The first problem with the rental car was turning it on. In less than 10 hours we would be wedged into a pedestrian street, considering the feasibility of a helicopter evacuation.
But first we had to get out of the rental car parking lot and none of the four adults in the car could figure out how to use the key. Maybe new cars don’t need keys, I wondered, as I hovered the plastic knob around the steering wheel, willing the ignition to fire up. It occurred to us eventually that we had the key to the wrong car or, more accurately, we had the right key and were sitting in the wrong car. First problem solved and off we go to get properly lost in the highway system around Madrid.
Recalculating…
Along the way to Andalusia, where we would later that evening be hopelessly trapped in a “street” shaped like a funnel, we stopped to admire the view of Toledo. Add another place to the return list. That afternoon, inspired by an Instagram post, we stopped in Consuegra, home of the windmills made iconic by Cervantes. We took mandatory selfies; what is this life?
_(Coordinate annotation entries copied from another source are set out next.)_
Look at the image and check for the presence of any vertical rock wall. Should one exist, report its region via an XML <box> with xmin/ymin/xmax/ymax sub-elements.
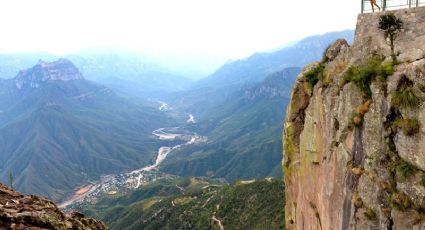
<box><xmin>283</xmin><ymin>8</ymin><xmax>425</xmax><ymax>230</ymax></box>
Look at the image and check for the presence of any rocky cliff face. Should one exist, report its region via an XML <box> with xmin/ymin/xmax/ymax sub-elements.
<box><xmin>283</xmin><ymin>8</ymin><xmax>425</xmax><ymax>229</ymax></box>
<box><xmin>0</xmin><ymin>184</ymin><xmax>107</xmax><ymax>230</ymax></box>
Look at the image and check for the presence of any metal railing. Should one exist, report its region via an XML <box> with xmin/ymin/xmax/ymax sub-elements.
<box><xmin>361</xmin><ymin>0</ymin><xmax>425</xmax><ymax>14</ymax></box>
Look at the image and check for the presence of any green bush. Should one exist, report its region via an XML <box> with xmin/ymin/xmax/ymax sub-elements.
<box><xmin>343</xmin><ymin>57</ymin><xmax>394</xmax><ymax>98</ymax></box>
<box><xmin>396</xmin><ymin>160</ymin><xmax>418</xmax><ymax>179</ymax></box>
<box><xmin>391</xmin><ymin>88</ymin><xmax>420</xmax><ymax>108</ymax></box>
<box><xmin>305</xmin><ymin>64</ymin><xmax>325</xmax><ymax>92</ymax></box>
<box><xmin>393</xmin><ymin>118</ymin><xmax>420</xmax><ymax>136</ymax></box>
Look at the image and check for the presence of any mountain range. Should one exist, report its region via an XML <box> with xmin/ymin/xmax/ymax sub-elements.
<box><xmin>0</xmin><ymin>31</ymin><xmax>353</xmax><ymax>204</ymax></box>
<box><xmin>157</xmin><ymin>30</ymin><xmax>353</xmax><ymax>181</ymax></box>
<box><xmin>0</xmin><ymin>59</ymin><xmax>170</xmax><ymax>200</ymax></box>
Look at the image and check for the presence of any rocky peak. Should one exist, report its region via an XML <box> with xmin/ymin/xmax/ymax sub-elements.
<box><xmin>283</xmin><ymin>8</ymin><xmax>425</xmax><ymax>230</ymax></box>
<box><xmin>14</xmin><ymin>58</ymin><xmax>83</xmax><ymax>89</ymax></box>
<box><xmin>0</xmin><ymin>184</ymin><xmax>107</xmax><ymax>230</ymax></box>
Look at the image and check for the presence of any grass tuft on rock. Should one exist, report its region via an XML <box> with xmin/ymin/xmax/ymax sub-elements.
<box><xmin>343</xmin><ymin>57</ymin><xmax>394</xmax><ymax>98</ymax></box>
<box><xmin>395</xmin><ymin>160</ymin><xmax>418</xmax><ymax>179</ymax></box>
<box><xmin>304</xmin><ymin>64</ymin><xmax>325</xmax><ymax>94</ymax></box>
<box><xmin>391</xmin><ymin>88</ymin><xmax>420</xmax><ymax>109</ymax></box>
<box><xmin>393</xmin><ymin>118</ymin><xmax>420</xmax><ymax>136</ymax></box>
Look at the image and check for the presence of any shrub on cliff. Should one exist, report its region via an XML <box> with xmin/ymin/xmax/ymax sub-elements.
<box><xmin>304</xmin><ymin>64</ymin><xmax>325</xmax><ymax>94</ymax></box>
<box><xmin>391</xmin><ymin>88</ymin><xmax>420</xmax><ymax>108</ymax></box>
<box><xmin>343</xmin><ymin>57</ymin><xmax>394</xmax><ymax>98</ymax></box>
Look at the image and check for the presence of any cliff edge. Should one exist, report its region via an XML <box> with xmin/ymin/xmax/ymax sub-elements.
<box><xmin>283</xmin><ymin>8</ymin><xmax>425</xmax><ymax>230</ymax></box>
<box><xmin>0</xmin><ymin>184</ymin><xmax>107</xmax><ymax>230</ymax></box>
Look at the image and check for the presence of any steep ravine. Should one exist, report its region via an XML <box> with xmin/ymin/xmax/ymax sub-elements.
<box><xmin>283</xmin><ymin>8</ymin><xmax>425</xmax><ymax>229</ymax></box>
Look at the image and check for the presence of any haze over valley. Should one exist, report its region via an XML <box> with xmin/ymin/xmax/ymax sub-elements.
<box><xmin>0</xmin><ymin>0</ymin><xmax>372</xmax><ymax>230</ymax></box>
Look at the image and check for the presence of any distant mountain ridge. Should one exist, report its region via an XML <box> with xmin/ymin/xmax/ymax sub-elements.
<box><xmin>14</xmin><ymin>58</ymin><xmax>84</xmax><ymax>89</ymax></box>
<box><xmin>0</xmin><ymin>59</ymin><xmax>170</xmax><ymax>200</ymax></box>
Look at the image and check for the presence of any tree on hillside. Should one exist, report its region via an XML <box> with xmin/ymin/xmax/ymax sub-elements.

As we traveled south, the landscape turned from flat and dusty to rolling and covered in olive trees. Soon there were snow-capped mountains in the distance. The sun was setting over Granada as we arrived. It was a romantic scene that tried to neutralize the growing pit in my stomach of arriving in a new city in the dark. I should have listened to my body’s natural foreshadowing and parked the damn car in a garage.
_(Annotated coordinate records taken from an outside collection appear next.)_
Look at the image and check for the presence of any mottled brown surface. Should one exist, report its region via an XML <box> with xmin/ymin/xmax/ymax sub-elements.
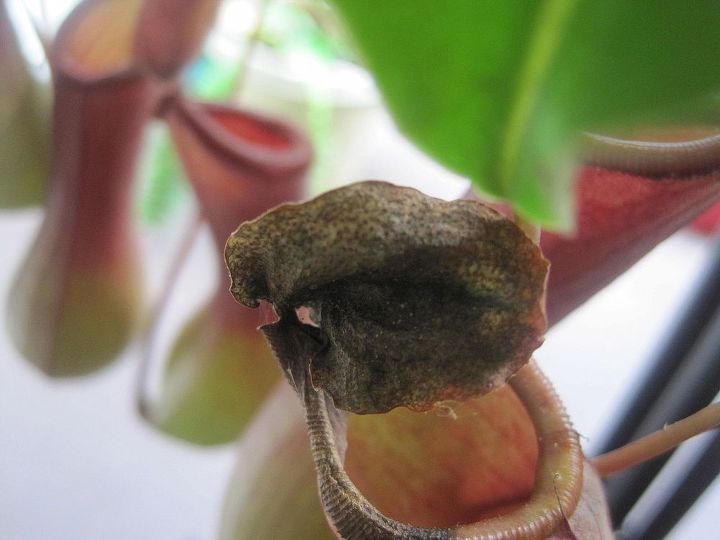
<box><xmin>225</xmin><ymin>182</ymin><xmax>547</xmax><ymax>413</ymax></box>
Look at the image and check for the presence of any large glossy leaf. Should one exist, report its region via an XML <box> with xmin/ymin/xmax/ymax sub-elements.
<box><xmin>335</xmin><ymin>0</ymin><xmax>720</xmax><ymax>228</ymax></box>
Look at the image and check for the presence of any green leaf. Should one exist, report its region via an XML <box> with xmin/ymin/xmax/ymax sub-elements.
<box><xmin>334</xmin><ymin>0</ymin><xmax>720</xmax><ymax>228</ymax></box>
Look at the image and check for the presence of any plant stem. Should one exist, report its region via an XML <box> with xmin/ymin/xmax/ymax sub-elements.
<box><xmin>135</xmin><ymin>0</ymin><xmax>270</xmax><ymax>422</ymax></box>
<box><xmin>592</xmin><ymin>403</ymin><xmax>720</xmax><ymax>477</ymax></box>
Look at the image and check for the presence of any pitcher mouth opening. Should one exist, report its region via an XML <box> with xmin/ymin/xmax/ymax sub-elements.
<box><xmin>308</xmin><ymin>363</ymin><xmax>583</xmax><ymax>539</ymax></box>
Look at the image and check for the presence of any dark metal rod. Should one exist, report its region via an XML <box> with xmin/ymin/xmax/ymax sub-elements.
<box><xmin>621</xmin><ymin>431</ymin><xmax>720</xmax><ymax>540</ymax></box>
<box><xmin>606</xmin><ymin>309</ymin><xmax>720</xmax><ymax>524</ymax></box>
<box><xmin>598</xmin><ymin>238</ymin><xmax>720</xmax><ymax>454</ymax></box>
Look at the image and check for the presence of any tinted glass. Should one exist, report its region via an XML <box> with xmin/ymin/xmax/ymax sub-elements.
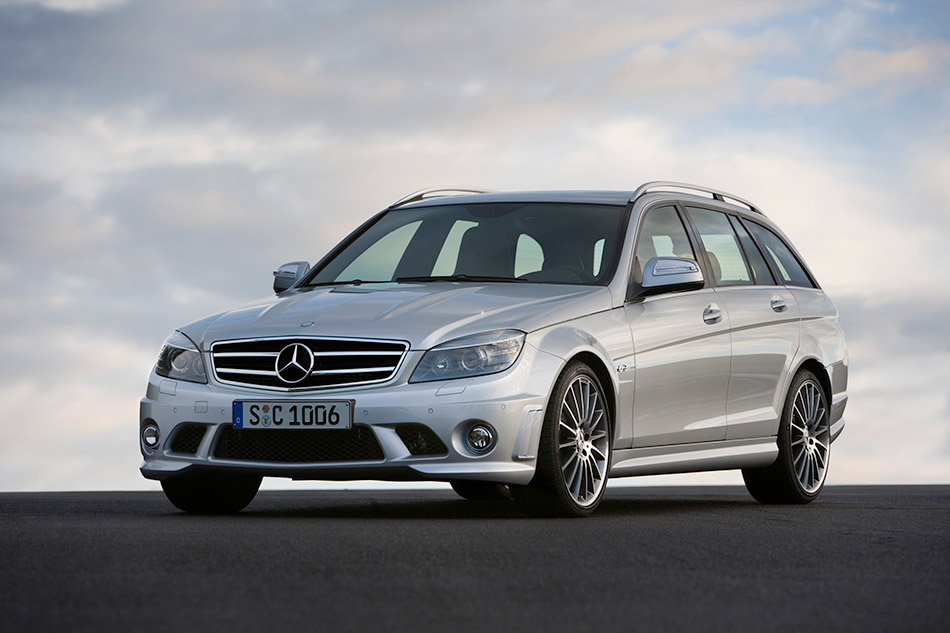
<box><xmin>729</xmin><ymin>216</ymin><xmax>775</xmax><ymax>286</ymax></box>
<box><xmin>634</xmin><ymin>207</ymin><xmax>696</xmax><ymax>283</ymax></box>
<box><xmin>746</xmin><ymin>222</ymin><xmax>815</xmax><ymax>288</ymax></box>
<box><xmin>308</xmin><ymin>203</ymin><xmax>626</xmax><ymax>285</ymax></box>
<box><xmin>686</xmin><ymin>207</ymin><xmax>752</xmax><ymax>286</ymax></box>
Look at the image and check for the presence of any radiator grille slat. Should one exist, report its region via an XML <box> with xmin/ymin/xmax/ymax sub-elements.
<box><xmin>211</xmin><ymin>337</ymin><xmax>409</xmax><ymax>391</ymax></box>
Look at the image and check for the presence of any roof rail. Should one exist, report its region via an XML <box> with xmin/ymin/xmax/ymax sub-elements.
<box><xmin>630</xmin><ymin>180</ymin><xmax>765</xmax><ymax>215</ymax></box>
<box><xmin>389</xmin><ymin>187</ymin><xmax>491</xmax><ymax>209</ymax></box>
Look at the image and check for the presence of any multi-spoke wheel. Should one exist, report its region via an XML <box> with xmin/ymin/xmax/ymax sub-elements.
<box><xmin>509</xmin><ymin>362</ymin><xmax>610</xmax><ymax>516</ymax></box>
<box><xmin>742</xmin><ymin>371</ymin><xmax>831</xmax><ymax>503</ymax></box>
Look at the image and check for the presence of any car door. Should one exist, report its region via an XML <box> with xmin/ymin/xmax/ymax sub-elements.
<box><xmin>625</xmin><ymin>205</ymin><xmax>730</xmax><ymax>448</ymax></box>
<box><xmin>686</xmin><ymin>206</ymin><xmax>801</xmax><ymax>440</ymax></box>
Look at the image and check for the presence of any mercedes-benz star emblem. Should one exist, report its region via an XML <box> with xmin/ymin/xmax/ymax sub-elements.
<box><xmin>276</xmin><ymin>343</ymin><xmax>313</xmax><ymax>385</ymax></box>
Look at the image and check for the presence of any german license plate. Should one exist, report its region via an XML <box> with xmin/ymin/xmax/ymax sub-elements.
<box><xmin>232</xmin><ymin>400</ymin><xmax>353</xmax><ymax>429</ymax></box>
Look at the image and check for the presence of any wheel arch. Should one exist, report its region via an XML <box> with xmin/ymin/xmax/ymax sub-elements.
<box><xmin>786</xmin><ymin>358</ymin><xmax>832</xmax><ymax>406</ymax></box>
<box><xmin>561</xmin><ymin>351</ymin><xmax>617</xmax><ymax>436</ymax></box>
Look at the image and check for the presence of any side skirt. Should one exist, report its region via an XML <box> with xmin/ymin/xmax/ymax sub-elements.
<box><xmin>610</xmin><ymin>437</ymin><xmax>778</xmax><ymax>477</ymax></box>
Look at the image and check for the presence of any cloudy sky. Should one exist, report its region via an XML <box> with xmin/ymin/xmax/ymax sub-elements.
<box><xmin>0</xmin><ymin>0</ymin><xmax>950</xmax><ymax>490</ymax></box>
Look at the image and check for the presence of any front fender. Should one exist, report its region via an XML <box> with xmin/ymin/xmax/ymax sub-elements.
<box><xmin>525</xmin><ymin>308</ymin><xmax>636</xmax><ymax>449</ymax></box>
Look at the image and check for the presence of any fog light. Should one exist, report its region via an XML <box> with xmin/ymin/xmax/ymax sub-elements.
<box><xmin>142</xmin><ymin>424</ymin><xmax>161</xmax><ymax>448</ymax></box>
<box><xmin>465</xmin><ymin>423</ymin><xmax>495</xmax><ymax>454</ymax></box>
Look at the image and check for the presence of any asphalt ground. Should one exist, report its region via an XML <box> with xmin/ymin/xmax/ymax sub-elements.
<box><xmin>0</xmin><ymin>486</ymin><xmax>950</xmax><ymax>633</ymax></box>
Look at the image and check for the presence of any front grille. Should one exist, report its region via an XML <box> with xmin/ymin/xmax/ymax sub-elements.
<box><xmin>211</xmin><ymin>337</ymin><xmax>409</xmax><ymax>391</ymax></box>
<box><xmin>168</xmin><ymin>424</ymin><xmax>208</xmax><ymax>455</ymax></box>
<box><xmin>214</xmin><ymin>425</ymin><xmax>383</xmax><ymax>463</ymax></box>
<box><xmin>396</xmin><ymin>424</ymin><xmax>449</xmax><ymax>455</ymax></box>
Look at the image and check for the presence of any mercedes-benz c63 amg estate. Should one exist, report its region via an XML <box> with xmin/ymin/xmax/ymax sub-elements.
<box><xmin>139</xmin><ymin>182</ymin><xmax>848</xmax><ymax>516</ymax></box>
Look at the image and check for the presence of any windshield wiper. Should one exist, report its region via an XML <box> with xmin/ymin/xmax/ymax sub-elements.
<box><xmin>301</xmin><ymin>279</ymin><xmax>392</xmax><ymax>288</ymax></box>
<box><xmin>396</xmin><ymin>275</ymin><xmax>528</xmax><ymax>284</ymax></box>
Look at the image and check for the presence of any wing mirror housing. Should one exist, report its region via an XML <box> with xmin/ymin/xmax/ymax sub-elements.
<box><xmin>274</xmin><ymin>262</ymin><xmax>310</xmax><ymax>292</ymax></box>
<box><xmin>638</xmin><ymin>257</ymin><xmax>705</xmax><ymax>296</ymax></box>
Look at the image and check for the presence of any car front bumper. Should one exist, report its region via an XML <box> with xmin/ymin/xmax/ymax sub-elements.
<box><xmin>139</xmin><ymin>343</ymin><xmax>564</xmax><ymax>484</ymax></box>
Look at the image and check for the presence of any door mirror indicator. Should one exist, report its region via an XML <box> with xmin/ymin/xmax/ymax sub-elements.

Instead I found myself on an 8 foot wide cobblestone road on a 45 degree hill with a bus coming straight at us. A group of pedestrians were frantically waving me onto a side street that looked suspiciously like a staircase, but I was out of options, so I made my next mistake.
Why did our AirBnB host think this was possible? If he thought driving through the Albaicin, a neighborhood clearly designed for horses, in a mid-size rental car was a good idea, then he could come and drive us to his place himself. There was no danger of putting the car in park. No one else would be dumb enough to drive here, so we wouldn’t block traffic. The road was now the width of the car and getting narrower.
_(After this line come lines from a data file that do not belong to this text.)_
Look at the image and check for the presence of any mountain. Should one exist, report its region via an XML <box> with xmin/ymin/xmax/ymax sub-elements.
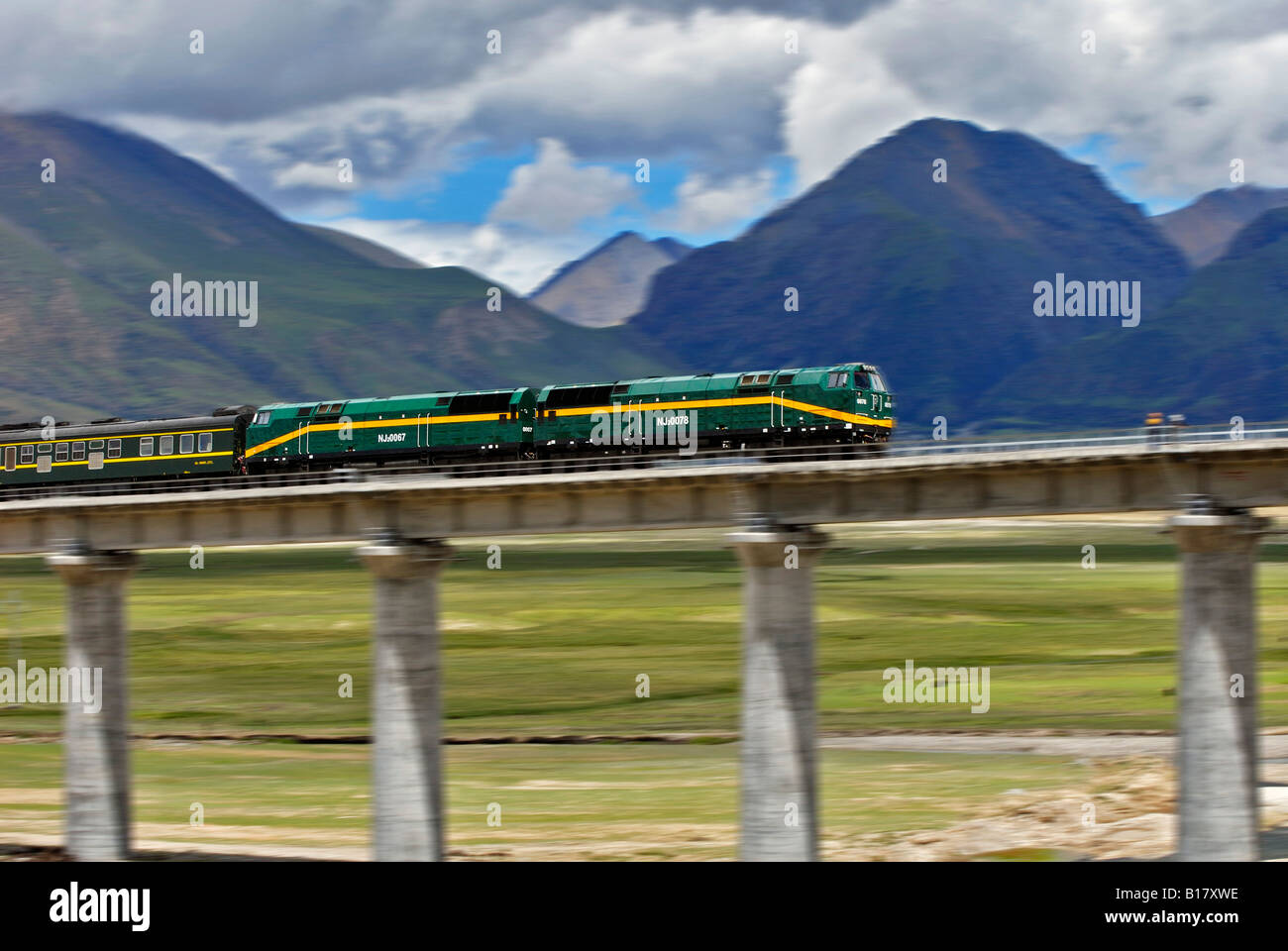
<box><xmin>0</xmin><ymin>113</ymin><xmax>661</xmax><ymax>420</ymax></box>
<box><xmin>986</xmin><ymin>207</ymin><xmax>1288</xmax><ymax>427</ymax></box>
<box><xmin>528</xmin><ymin>231</ymin><xmax>693</xmax><ymax>327</ymax></box>
<box><xmin>299</xmin><ymin>224</ymin><xmax>425</xmax><ymax>268</ymax></box>
<box><xmin>1150</xmin><ymin>185</ymin><xmax>1288</xmax><ymax>266</ymax></box>
<box><xmin>630</xmin><ymin>119</ymin><xmax>1189</xmax><ymax>433</ymax></box>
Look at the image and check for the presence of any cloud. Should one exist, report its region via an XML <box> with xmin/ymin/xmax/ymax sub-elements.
<box><xmin>0</xmin><ymin>0</ymin><xmax>1288</xmax><ymax>249</ymax></box>
<box><xmin>488</xmin><ymin>139</ymin><xmax>635</xmax><ymax>233</ymax></box>
<box><xmin>657</xmin><ymin>168</ymin><xmax>774</xmax><ymax>235</ymax></box>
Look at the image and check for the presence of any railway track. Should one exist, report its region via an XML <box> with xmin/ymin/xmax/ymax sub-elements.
<box><xmin>0</xmin><ymin>423</ymin><xmax>1288</xmax><ymax>501</ymax></box>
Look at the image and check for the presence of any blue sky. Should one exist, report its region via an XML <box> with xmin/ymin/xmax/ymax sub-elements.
<box><xmin>0</xmin><ymin>0</ymin><xmax>1288</xmax><ymax>291</ymax></box>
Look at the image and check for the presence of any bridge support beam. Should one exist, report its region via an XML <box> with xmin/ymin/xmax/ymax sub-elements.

Now I’m dreaming of a vertical evacuation via helicopter. Instead I start backing up. I have about 150 meters of winding pedestrian road to navigate backwards, in the dark. The car is trying to be helpful by incessantly beeping. Yes, I know I am about to hit a building!
Once I’ve gone as far as possible and the road has widened a bit, it is suggested by more helpful pedestrians that I need to do a three-point turn to navigate the next bit forwards and approach the main road. The road is narrower than the length of the car. Who are these people? Is there no geometry in Spain?
I may or may not be freaking out. I’ve been told it’s hard to tell.
Still parked. Still no other people dumb enough to try to drive here. As I start to give up and consider making a run for it, I spot a garage. If it could be opened, I could turn around in there. The thought is barely formed before a car pulls up behind us trying to approach the garage. We are saved!
Stopped at a red light along the pleasantly four-lane main road, I feel the exhilaration of survival. I make a solemn promise to myself: only wide streets from now on. We will park in a parking garage! As we drive down the ramp and descend into the dim parking garage, the walls start to narrow and close in around us.